Question: Basically, is called now public enemy number one when it comes to climate change?
Secretary-General: Not public enemy number one because, unfortunately, there are many public enemies. But this is clearly it on the top of the list.
Question: The same research will be cited from earlier in the week. It showed the major part the Mekong Delta submerged by 2015, bordering all the way up to border of Cambodia. What does that foretell for regional security?
Secretary-General: I think it shows that climate change is not totally a threat from the point of view of the well-being of people, climate change is today one of the key factors of increase the insecurity and even conflicts. If you look at the Sahel, one of the drivers of the conflict in the Sahel is climate change. And these the droughts produced by climate change, putting a bigger and bigger stress in the relations between farmers and herders. So climate change is a security problem and needs to be addressed also as a security problem.
Question: Do you have any comment on the dozens Vietnamese who died in trucks in the UK and is enough being done to combat these sophisticated trafficking networks you refer to that lead to these kinds of tragedies?
Secretary-General: Well, as I said, first of all, we need to organize migration because you if you organize migration, if migration is legal, traffickers and smugglers will not have a business. It is because there is not enough organized migration that traffickers and smugglers have a business and a very profitable business. And so we need to not only organize migration, but also increase the opportunities for legal migration.
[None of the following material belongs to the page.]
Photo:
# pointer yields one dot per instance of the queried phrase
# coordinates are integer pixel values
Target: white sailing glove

But we need to have a much more effective international cooperation in relation to trafficking of human beings. I would like to see the same commitment that exists today in international cooperation of police, intelligence services, security agencies, I would like to see the same international cooperation for the trafficking of human beings that the international cooperation has for drug trafficking. Because the trafficking of human being is an even more hideous crime than drug trafficking. But unfortunately, I still see more effort of the international community in relation to drug trafficking and, of course that effort needs to be maintained, then the effort that is necessary in international coordination to effectively crack down on smugglers and traffickers because that crime is, in my opinion, the most hideous crime we have in today’s world.
Question: I would also go back to the topic of climate change. You mentioned the effects of rising sea waters when coastal cities in the present might be affected. The Mekong River drying up in parts of Thailand, where it has dried up so much that you could almost walk over to Laos, for example. Was the issue of river management discussed?
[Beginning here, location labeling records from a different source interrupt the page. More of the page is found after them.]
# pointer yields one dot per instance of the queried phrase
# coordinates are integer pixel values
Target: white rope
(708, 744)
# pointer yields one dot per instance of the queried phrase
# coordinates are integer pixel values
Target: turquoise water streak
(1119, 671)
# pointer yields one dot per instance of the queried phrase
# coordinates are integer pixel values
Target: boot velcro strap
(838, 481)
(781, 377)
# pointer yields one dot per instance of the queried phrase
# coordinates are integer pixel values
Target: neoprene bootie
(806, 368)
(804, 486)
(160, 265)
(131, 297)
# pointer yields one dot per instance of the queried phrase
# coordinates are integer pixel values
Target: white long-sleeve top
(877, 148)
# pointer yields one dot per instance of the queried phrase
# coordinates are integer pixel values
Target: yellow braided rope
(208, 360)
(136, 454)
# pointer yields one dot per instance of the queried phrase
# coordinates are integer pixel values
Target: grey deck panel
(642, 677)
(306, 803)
Secretary-General: That was not specifically discussed in today’s meeting. But when I was Prime Minister of Portugal, I’m very proud of the fact that we established the landmark agreements on the management of our common water resources with Spain. That agreement was very difficult to negotiate. But it was such a success that after that nobody has ever discussed the problem and the two countries have been able to manage, together, what are our common resources. My recommendation in other parts of the world where this problem exists, and namely the Mekong River, is international cooperation is agreement among states to create a situation in which all can benefit from the most precious resources of all that is water.